Thaddeus, largely ignored in Calburn, was adored by the math department in Wells Creek because of his ability to do long, complicated calculations in his head, and the school body, unaware of his social standing, began to call him “the Whiz.”
Perhaps it was the shock of finding himself on the bottom for the first time in his life, or perhaps he just needed to prove himself, but whatever the reason, within the first weeks of entering Wells Creek, Kyle Longacre began to make his way upward in the new school. Perhaps he wanted to prove that he didn’t need his father’s money to be “the prince” of the school and that he could attain such an accolade on his own. Even though he knew only a few people at the school, Kyle Longacre ran for president of the class. He joined the yearbook staff and the debating team.
Burgess, perhaps wanting to be the star of the team as he had been in his hometown, began to arrive early and stay late for football practice, and it was said that because of his extreme effort, his game improved dramatically.
Harper joined the newspaper staff, and at the end of the first month, when the boy who had been the editor of the paper for three years fell down the stairs and broke both legs, Harper took over.
By Christmas, all six of the boys had made themselves known in Wells Creek. Three of them were on their way to establishing themselves in as high a position as they had been in Calburn. And the other three were beginning to enjoy a status such as they’d never before had.
Perhaps it was the success of these “outsiders” that made the Wells Creek students so angry, for they too had their class s
ystem. Frank McCallum was taking the place of a student who had been known for his excellent speeches since he was in the sixth grade. That boy’s father was the richest in Wells Creek.
The handsomest boy in Wells Creek High School began to hate Rodney Yates when the girls whispered among themselves that “Roddy” was a great deal better looking than he was.
Jealousy. One of the most powerful emotions there is began to rear its ugly head in the small town of Wells Creek. And to combat that jealousy, the students of Wells Creek tried to get the status back in line. They decided to investigate these intruders and use what secrets they could find to return the social structure to what it had been.
In small towns, everyone knows everything about everyone else, but, by unwritten law, it is often decided not to tell all. For example, sometimes everyone in a town will know that a child’s father is in prison, but the town will choose not to state this fact out loud in an attempt to protect the child.
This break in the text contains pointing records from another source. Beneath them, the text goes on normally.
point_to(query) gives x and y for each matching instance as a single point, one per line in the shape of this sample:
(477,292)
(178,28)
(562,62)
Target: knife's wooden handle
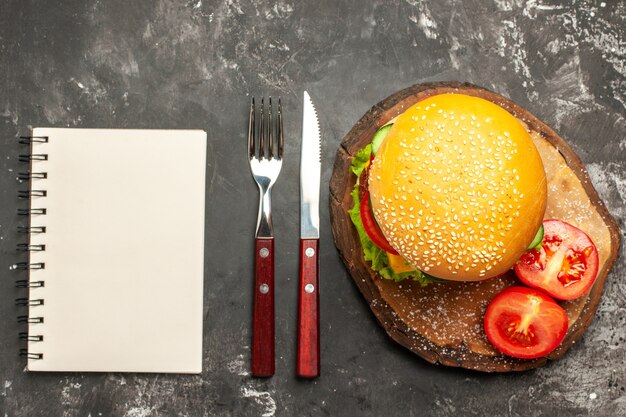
(308,358)
(263,316)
And while Wells Creek had its own code of protection, it had no such code of ethics to protect the outsiders from Calburn. Some industrious students went to Calburn, got the locals talking, and found out the “secrets” of the six boys from Calburn. They then told these secrets around Wells Creek High School.
It was told at Wells Creek how Frank and Rodney had been raised in unimaginable poverty, and the name “hillbilly” was once again attached to them. In Calburn, it was an open secret that Kyle Longacre hated his overbearing father, who loved to flaunt his wealth. In Calburn people put up with Stanley Longacre’s bragging and generally obnoxious personality because they wanted to buy the houses he built. But when stories of Kyle’s father were told in Wells Creek, the students began to laugh at Kyle behind his back. The possibility of his becoming class president was abandoned.
And although no one knew for sure, it was believed that Thaddeus Overlander wore long sleeves year-round to hide the bruises that his fundamentalist father gave him. Whispers went round the school about the odd religious services that Taddy attended.